Definition
Federation is an architecture where multiple autonomous databases or services coordinate to answer queries, each owning its own data, without a shared storage layer.
How it works
In a federated system, a routing layer (sometimes called a federation engine or proxy) sits in front of independent data stores. When a query arrives, the router determines which backend(s) hold the relevant data, fans the query out, collects the results, and merges them before returning a unified response.
Each backend operates independently—it has its own schema, its own storage engine, and can even run different database software. PostgreSQL's postgres_fdw is a textbook example: it lets one Postgres instance query tables on a remote Postgres server as if they were local. Similarly, Presto/Trino federates queries across Hive, MySQL, Cassandra, and S3 in a single SQL statement.
The key distinction from sharding: in sharding, all shards run the same schema and the system decides placement. In federation, the backends are autonomous. They may have been built independently by different teams, run different engines, and contain logically distinct datasets. The federation layer unifies access.
When to use it
- Multi-tenant SaaS: Each tenant gets its own database. A federation proxy routes requests by tenant ID to the correct backend. Shopify's architecture routes merchant queries to per-pod MySQL instances this way.
- Cross-service queries: An analytics team needs to join user data from a Postgres service with order data from a DynamoDB service. A Trino cluster federates across both.
- Mergers and acquisitions: Two companies combine, each with their own ERP database. A federation layer provides unified reporting without a full data migration.
- Regulatory compliance: EU user data stays in an EU database, US data in a US database. The application federates across both, but data residency is preserved.
Trade-offs
Gains: Each backend scales independently. Teams own their data without central coordination. No single point of storage failure. Schema flexibility—backends can evolve independently.
Costs: Cross-backend joins are expensive. A federated join between Postgres and Cassandra requires pulling data to the federation layer and joining in memory. Transactions spanning multiple backends need distributed coordination (2PC or sagas), which adds latency and complexity. Debugging is harder because a slow query could be bottlenecked on any backend.

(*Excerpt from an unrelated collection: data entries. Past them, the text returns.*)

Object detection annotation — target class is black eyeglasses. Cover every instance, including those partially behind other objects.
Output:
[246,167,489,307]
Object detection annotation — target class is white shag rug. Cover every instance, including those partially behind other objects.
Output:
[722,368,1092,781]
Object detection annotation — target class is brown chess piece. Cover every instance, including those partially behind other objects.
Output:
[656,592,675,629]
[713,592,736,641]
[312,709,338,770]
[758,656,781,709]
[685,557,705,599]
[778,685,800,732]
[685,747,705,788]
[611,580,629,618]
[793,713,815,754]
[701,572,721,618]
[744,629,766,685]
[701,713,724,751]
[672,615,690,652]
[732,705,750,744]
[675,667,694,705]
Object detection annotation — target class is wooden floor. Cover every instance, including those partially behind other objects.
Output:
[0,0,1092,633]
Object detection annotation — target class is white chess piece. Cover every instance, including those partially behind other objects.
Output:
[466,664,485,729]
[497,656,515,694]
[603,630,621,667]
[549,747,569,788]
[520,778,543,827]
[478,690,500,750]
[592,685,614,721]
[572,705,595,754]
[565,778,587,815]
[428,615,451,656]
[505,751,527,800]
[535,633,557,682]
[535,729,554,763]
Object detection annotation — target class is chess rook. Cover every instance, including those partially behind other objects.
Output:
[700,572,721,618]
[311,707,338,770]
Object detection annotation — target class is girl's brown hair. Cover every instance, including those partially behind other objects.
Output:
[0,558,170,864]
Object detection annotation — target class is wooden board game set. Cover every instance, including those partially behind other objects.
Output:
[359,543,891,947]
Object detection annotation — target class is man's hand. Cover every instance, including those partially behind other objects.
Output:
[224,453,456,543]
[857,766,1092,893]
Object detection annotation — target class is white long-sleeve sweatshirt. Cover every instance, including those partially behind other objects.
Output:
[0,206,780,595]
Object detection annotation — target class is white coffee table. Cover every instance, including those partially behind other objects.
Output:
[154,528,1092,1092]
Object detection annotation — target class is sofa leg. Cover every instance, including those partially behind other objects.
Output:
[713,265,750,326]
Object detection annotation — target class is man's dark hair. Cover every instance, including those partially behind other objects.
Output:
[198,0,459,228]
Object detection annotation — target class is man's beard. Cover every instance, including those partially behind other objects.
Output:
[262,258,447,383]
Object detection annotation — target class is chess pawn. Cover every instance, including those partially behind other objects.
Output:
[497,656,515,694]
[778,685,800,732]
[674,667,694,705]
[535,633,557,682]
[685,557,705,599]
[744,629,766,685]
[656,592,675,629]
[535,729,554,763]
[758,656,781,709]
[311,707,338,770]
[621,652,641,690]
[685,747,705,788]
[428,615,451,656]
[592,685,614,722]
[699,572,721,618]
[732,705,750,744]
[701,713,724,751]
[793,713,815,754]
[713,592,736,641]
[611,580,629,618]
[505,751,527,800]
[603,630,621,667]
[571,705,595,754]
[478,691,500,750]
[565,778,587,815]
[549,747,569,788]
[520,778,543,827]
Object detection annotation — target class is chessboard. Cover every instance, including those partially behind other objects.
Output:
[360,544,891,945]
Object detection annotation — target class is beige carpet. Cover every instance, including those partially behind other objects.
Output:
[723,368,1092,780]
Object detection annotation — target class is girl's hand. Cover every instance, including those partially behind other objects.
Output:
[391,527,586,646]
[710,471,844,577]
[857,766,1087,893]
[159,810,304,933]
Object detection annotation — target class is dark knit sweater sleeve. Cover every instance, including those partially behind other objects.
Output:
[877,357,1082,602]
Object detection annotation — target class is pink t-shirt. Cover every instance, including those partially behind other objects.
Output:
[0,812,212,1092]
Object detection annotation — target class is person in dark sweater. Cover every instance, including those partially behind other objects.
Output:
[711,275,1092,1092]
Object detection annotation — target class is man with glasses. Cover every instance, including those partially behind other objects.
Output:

Latency depends on the slowest backend. If one system is overloaded, the entire federated query stalls waiting for it.
Example
Querying across two Postgres servers using postgres_fdw:
-- On the federation server
CREATE EXTENSION postgres_fdw;
CREATE SERVER orders_db FOREIGN DATA WRAPPER postgres_fdw
OPTIONS (host 'orders.internal', dbname 'orders', port '5432');
CREATE USER MAPPING FOR analyst SERVER orders_db
OPTIONS (user 'readonly', password 'secret');
CREATE FOREIGN TABLE remote_orders (
id bigint, user_id bigint, total numeric, created_at timestamptz
) SERVER orders_db OPTIONS (table_name 'orders');
-- Now join local users with remote orders
SELECT u.email, sum(o.total)
FROM users u JOIN remote_orders o ON u.id = o.user_id
GROUP BY u.email;
Related terms
Federation often works alongside logical vs physical replication for syncing subsets of data between backends. It addresses different problems than data warehousing, which consolidates everything into one store for analytics.